Our Research
Our work centers on investigating chemical interventions and tools to study biological processes that impact human health. Currently, our research focuses on the synthesis of small molecules and peptides to study and modulate a mechanism of density-dependent communication in bacteria known as quorum sensing (QS). As it has been demonstrated to control virulence, competence and biofilm formation in a variety of different bacterial species, manipulating QS is recognized as a strategy for treating disease states that result from these phenotypes.
Current Projects
Quorum Sensing in Streptococcus gordonii
The ability of the opportunistic pathogen S. gordonii to infect a host and develop resistance to antibiotics is controlled by QS. The signals that mediate this communication are short, helical peptides known as CSPs (Competence Stimulating Peptides). In collaboration with the Tal-Gan Group at the University of Nevada, Reno, we are investigating the binding domain of CSP to better understand the relationship between the peptide’s structure and its QS activity. In doing so, potent inhibitors of S. gordonii QS will be developed.

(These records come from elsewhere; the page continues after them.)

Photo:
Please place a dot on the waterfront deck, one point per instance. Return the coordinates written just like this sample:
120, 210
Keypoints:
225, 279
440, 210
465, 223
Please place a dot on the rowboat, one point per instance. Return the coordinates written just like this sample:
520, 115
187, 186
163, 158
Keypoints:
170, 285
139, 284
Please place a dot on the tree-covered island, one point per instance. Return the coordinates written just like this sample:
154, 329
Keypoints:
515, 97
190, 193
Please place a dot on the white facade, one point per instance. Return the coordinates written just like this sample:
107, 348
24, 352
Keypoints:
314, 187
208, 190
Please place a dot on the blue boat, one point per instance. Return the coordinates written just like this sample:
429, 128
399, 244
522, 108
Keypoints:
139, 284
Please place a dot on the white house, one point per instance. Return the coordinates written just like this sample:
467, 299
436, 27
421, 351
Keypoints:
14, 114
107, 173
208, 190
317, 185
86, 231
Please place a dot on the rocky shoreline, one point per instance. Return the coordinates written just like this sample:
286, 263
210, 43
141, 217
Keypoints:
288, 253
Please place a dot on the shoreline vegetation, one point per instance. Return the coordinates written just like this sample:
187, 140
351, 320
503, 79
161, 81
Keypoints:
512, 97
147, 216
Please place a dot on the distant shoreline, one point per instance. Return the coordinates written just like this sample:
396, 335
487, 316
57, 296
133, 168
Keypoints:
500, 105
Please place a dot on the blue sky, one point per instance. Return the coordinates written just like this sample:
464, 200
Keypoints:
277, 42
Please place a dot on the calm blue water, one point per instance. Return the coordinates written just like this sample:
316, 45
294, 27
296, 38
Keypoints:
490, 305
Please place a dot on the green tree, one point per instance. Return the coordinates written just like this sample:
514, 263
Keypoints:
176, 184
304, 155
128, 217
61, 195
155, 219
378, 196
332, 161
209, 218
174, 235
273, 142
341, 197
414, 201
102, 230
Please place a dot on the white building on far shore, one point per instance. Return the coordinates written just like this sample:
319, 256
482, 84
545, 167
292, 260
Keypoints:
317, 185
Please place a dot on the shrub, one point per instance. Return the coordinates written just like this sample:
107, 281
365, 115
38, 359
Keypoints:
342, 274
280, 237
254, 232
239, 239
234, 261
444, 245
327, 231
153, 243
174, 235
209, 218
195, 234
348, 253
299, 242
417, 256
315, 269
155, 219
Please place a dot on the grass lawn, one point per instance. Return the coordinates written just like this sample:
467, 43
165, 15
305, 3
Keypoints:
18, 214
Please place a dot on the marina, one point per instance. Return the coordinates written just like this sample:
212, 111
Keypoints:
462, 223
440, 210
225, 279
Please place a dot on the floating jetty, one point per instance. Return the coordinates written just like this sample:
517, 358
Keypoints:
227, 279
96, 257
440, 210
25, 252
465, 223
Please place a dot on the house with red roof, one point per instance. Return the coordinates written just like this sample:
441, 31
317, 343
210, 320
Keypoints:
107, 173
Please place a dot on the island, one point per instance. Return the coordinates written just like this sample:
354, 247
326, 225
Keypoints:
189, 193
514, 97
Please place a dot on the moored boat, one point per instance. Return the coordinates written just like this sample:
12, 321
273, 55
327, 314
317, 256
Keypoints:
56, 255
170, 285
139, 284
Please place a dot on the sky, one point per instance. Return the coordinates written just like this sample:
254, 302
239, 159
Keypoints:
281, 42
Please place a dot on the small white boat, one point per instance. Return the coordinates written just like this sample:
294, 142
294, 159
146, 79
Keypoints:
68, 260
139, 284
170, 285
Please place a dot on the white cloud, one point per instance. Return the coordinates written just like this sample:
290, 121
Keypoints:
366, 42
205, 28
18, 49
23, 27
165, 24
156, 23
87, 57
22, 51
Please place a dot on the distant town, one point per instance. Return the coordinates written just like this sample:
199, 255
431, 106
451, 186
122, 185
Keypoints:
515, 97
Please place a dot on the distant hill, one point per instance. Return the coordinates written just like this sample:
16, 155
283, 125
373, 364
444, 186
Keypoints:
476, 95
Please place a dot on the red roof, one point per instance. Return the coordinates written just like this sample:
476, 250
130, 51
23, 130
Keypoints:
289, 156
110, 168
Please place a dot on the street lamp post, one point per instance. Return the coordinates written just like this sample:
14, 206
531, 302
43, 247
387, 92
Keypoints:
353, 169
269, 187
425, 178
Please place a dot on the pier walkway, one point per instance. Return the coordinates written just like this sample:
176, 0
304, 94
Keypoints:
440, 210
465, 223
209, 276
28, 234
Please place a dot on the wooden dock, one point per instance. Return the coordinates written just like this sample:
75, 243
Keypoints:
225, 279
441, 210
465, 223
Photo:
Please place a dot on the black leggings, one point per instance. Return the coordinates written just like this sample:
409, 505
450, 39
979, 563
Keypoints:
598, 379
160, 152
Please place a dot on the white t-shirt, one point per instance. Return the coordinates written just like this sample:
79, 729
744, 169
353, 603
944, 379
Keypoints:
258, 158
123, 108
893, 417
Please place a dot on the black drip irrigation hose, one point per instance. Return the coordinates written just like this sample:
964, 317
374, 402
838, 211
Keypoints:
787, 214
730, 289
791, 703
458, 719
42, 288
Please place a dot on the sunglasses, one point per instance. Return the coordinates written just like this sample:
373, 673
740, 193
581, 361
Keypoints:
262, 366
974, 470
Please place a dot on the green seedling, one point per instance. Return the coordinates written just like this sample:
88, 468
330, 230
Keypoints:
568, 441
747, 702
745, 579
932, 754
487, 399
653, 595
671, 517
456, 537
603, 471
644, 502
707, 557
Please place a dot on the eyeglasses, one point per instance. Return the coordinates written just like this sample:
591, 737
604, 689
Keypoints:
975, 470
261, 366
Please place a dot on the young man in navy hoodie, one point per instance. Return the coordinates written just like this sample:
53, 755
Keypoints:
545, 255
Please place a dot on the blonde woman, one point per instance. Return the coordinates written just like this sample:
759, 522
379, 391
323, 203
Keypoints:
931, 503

Quorum Sensing in Lactiplantibacillus plantarum
QS in commensal bacteria L. plantarum has been demonstrated to control cell adherence and bacteriocin production. By understanding the fundamental structure-activity relationships between LamD, the cyclic peptide that regulates L. plantarum QS, and its cognate receptor, LamD derivatives will be synthesized capable of modulating these phenotypes. As L. plantarum and other Lactobacillus species compose a significant percentage of the human gut microbiome, enhancing these phenotype may provide a colonization advantage for these species in the presence of microbial pathogens or diseases of ecological imbalance.
Quorum Sensing in Bacillus cereus
The peptide PapR7 regulates hemolytic activity in Bacillus cereus. QS is responsible for the production of virulence factors, such as enterotoxins and hemolysins, in the opportunistic and food-borne pathogen B. cereus. In collaboration with the Hayouka Lab at the Hebrew University of Jerusalem (The Faculty of Agriculture, Food & Environment), we are investigating second generation structural modifications to the QS signaling peptide PapR to develop a chemical strategy for inhibiting these factors.